There is a specialised conduction system so that the heart can beat independently of nerve supply.
There is an extrinsic nerve supply coming from the autonomic system that can change the rate of the heart beat and modify it for the bodies needs.
What is the SAN?
The sinoatrial node= pacemaker cells.
They can be found in where the superior and inferior vena cava join to the RA.
Pacemaker does not have RMP, it is always oscillating. Most channels exist in the SAN to some extent but does not have IK1 current- therefore very little Na influx and upstroke produced by Ca influx. Repolarisation is broight about by an increase in K activity. Main upstroke is caused by L-type calcium channels (which also exist in smooth channels). Calcium channel blockers are used to combat hypertension, allowing smooth muscles to relax reducing the pressure.
Bascially, they are the start of the conduction pathway and they spontaneously depolarise which allows the heart to generate its own rhythm.
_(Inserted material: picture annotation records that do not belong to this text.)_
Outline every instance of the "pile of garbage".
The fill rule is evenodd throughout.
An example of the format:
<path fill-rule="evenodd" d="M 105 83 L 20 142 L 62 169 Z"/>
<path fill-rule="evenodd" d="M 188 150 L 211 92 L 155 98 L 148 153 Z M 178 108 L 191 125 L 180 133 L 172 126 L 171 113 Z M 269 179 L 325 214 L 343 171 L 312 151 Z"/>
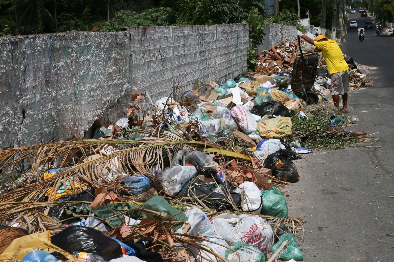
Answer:
<path fill-rule="evenodd" d="M 312 35 L 309 36 L 313 37 Z M 282 72 L 292 73 L 293 65 L 296 58 L 300 55 L 300 50 L 305 55 L 310 55 L 311 53 L 316 52 L 314 46 L 303 39 L 300 40 L 300 42 L 301 48 L 299 46 L 298 41 L 292 41 L 287 39 L 278 45 L 271 46 L 268 50 L 263 51 L 257 57 L 259 63 L 255 67 L 255 71 L 260 74 L 270 76 L 273 74 L 279 74 Z M 326 70 L 327 65 L 323 54 L 320 52 L 318 55 L 318 68 Z M 344 55 L 344 57 L 349 66 L 351 89 L 354 90 L 372 85 L 372 82 L 369 77 L 369 72 L 363 68 L 364 66 L 355 63 L 351 57 Z M 321 77 L 322 76 L 320 75 Z M 329 81 L 327 84 L 329 87 L 329 78 L 325 78 Z M 318 82 L 318 86 L 319 83 L 322 83 L 321 81 Z"/>
<path fill-rule="evenodd" d="M 295 66 L 286 43 L 264 63 L 279 66 L 280 53 L 282 68 Z M 0 260 L 302 260 L 304 220 L 289 217 L 279 189 L 298 181 L 293 161 L 312 152 L 301 148 L 311 136 L 353 133 L 322 109 L 333 108 L 329 79 L 311 84 L 318 99 L 308 106 L 281 74 L 245 73 L 180 97 L 135 89 L 127 117 L 93 139 L 0 150 L 11 181 L 0 194 Z M 330 132 L 299 128 L 314 117 Z"/>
How does the nervous system affect HR?
Increased sympathetic stimulation, depolarisation and AP firing will occur at a greater rate- more quickly. So the HR increases- uses noradrenaline hormone
Increased parasympathetic stimulation (acetylcholine) will decrease HR as diastolic depolarisation will slow down.
How is the intrinsic heart rate modulated?
There is a cardioregulatory centre and vasomotor centre in the medulla.
PNS innervation slows HR by the parasympathetic (vagus) nerve
SNS innervation (sympathetic nervous system) increases HR (chronotropy) and contractility (inotropy)
Describe the Cardiac conduction system
Initiation in the SAN- a specialised cluster of autorhythmic cells
Rapid conduction across the atria on RHS and LHS by internodal fibres.
Conduction is slowed at the Atrioventricular node, allowing atrial contraction to be separated from ventricular contraction.
Bundle of His- rapid conduction cells to transport an insulated wave of excitation
Spread from the apex to the base of the heart, upwards. Causes ventricular excitation.
what is impulse propagation?
The AP generates threshold in neighbouring cell in order for AP to propagate. Will eventually dwindle away.
There is a passive spread of current and existence of threshold which, if high enough, will cause the cell to generate its own AP.
Gap junctions greatly reduce membrane resistance allowing current to leak from one cell to another. Gap junction have a lower resistance.
Location of gap junctions
They form at intercalated discs.
Intercellular communication and impulse conduction relies on gap junction.